You can already see it in a thread "Komunaj valoroj" - you'll have problem to group all of them into only two groups ridulo.gif
Personally I posted there only after reading that it is a part of an experiment. Actually I used a local proverb to represent the regional understanding of a phrase.

sudanglo (Zobraziť profil) 8. mája 2012 12:16:07

However weird Esperantists are, and I'm sure that some of them are pretty far out, I can't see them not being imprinted with cultural assumptions of their native lands.

Vegetarian or not the answers to the question what might be found on the breakfast table would be very similar among English Esperantists and different to American Esperantists.

Waffles for breakfast with syrup! Are you mad? Where's my scrambled egg with baked beans?

auxro (Zobraziť profil) 8. mája 2012 12:59:57

sudanglo:However weird Esperantists are, and I'm sure that some of them are pretty far out, I can't see them not being imprinted with cultural assumptions of their native lands.

Vegetarian or not the answers to the question what might be found on the breakfast table would be very similar among English Esperantists and different to American Esperantists.

Waffles for breakfast with syrup! Are you mad? Where's my scrambled egg with baked beans?
Yeah, I agree, that would be terrible. Almost like bun with butter and jam

erinja (Zobraziť profil) 9. mája 2012 1:08:50

sudanglo:Waffles for breakfast with syrup! Are you mad? Where's my scrambled egg with baked beans?
I saw Italians somewhere putting jam on their American-style pancakes (the thick and fluffy kind of pancake, not an English pancake or a French crepe that you might roll up with jam).

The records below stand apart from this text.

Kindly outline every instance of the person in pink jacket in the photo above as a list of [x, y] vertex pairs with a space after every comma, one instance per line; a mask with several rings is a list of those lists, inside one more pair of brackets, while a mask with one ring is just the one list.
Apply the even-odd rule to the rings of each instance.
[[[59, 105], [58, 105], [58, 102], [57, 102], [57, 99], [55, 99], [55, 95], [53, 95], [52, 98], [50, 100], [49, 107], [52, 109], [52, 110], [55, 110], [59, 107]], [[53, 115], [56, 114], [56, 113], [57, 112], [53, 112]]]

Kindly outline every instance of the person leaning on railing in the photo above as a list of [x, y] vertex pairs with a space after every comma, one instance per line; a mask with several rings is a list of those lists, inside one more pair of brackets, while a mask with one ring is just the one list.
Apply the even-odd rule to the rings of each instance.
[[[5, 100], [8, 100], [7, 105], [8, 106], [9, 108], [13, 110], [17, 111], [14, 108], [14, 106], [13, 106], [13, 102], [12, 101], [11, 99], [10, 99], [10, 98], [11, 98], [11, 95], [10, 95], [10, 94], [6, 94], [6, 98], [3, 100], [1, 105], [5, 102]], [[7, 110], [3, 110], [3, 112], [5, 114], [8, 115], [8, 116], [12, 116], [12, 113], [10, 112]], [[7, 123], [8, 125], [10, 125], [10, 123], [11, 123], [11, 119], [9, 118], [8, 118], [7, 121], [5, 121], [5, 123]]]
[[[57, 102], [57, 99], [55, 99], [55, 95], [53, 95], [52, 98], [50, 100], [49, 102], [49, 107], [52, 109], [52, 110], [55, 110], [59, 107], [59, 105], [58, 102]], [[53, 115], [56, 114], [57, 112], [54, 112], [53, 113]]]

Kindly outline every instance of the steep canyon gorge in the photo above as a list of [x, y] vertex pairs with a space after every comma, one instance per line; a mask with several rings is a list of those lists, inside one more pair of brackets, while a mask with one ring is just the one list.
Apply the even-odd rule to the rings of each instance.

I do love the (vegetarian variant of the) full English breakfast, though.

Hyperboreus (Zobraziť profil) 9. mája 2012 18:30:27

Forigite

bartlett22183 (Zobraziť profil) 9. mája 2012 20:18:45

sudanglo:However weird Esperantists are, and I'm sure that some of them are pretty far out, I can't see them not being imprinted with cultural assumptions of their native lands.
Yes, I speculate that some Esperantists could be rather "far out" but that does not mean that we have to ignore them for the fina venko. rideto.gif
Vegetarian or not the answers to the question what might be found on the breakfast table would be very similar among English Esperantists and different to American Esperantists.

Waffles for breakfast with syrup! Are you mad? Where's my scrambled egg with baked beans?
Scrambled eggs with baked beans??? Sounds like a perfectly good breakfast to me. I am an American, and I sometimes eat tinned sardines in mustard sauce for breakfast. rideto.gif rideto.gif

sudanglo (Zobraziť profil) 9. mája 2012 22:43:59

As Esperanto has no innate culture behind it, no common social environment, no shared geography, no general behaviour rules --, maybe Esperanto is not "culturally neutral", but "cultureless". It does not imprint you.
I am inclined to agree, HB

But didn't you say previously
The language is not neutral, as it is built a posteriori from several Indo-european languages and is European to its core.

Hyperboreus (Zobraziť profil) 9. mája 2012 23:18:40

Forigite

sudanglo (Zobraziť profil) 10. mája 2012 9:51:16

Yes, HB, and I think this contradiction is enjoyed by many.

So Esperanto is culturally neutral when different parts of Europe have different points of view, but culturally saturated with a common (komuna) European perspective.

There is a connection between the lexicon and turns of phrase (also grammar?) of a language and the culture borne by that language. (Yet perhaps there are some matters that are so deeply entrenched in a culture that they may be referred to as unwritten rules and may not be evidenced in the language.)

Esperanto is in a peculiar position. Perhaps the French have no word for 'queue-jumping', since the rules they have about proper queuing behaviour are different.

However in Esperanto, because of its flexible word building system, a word to express this culturally unacceptable behaviour (for the English) can be readily conjured and has full validity without the necessity of usage, or dictionary validation.

The solution might be to stop calling Esperanto a (kulture) neŭtrala lingvo, but to describe it as an intercultural language.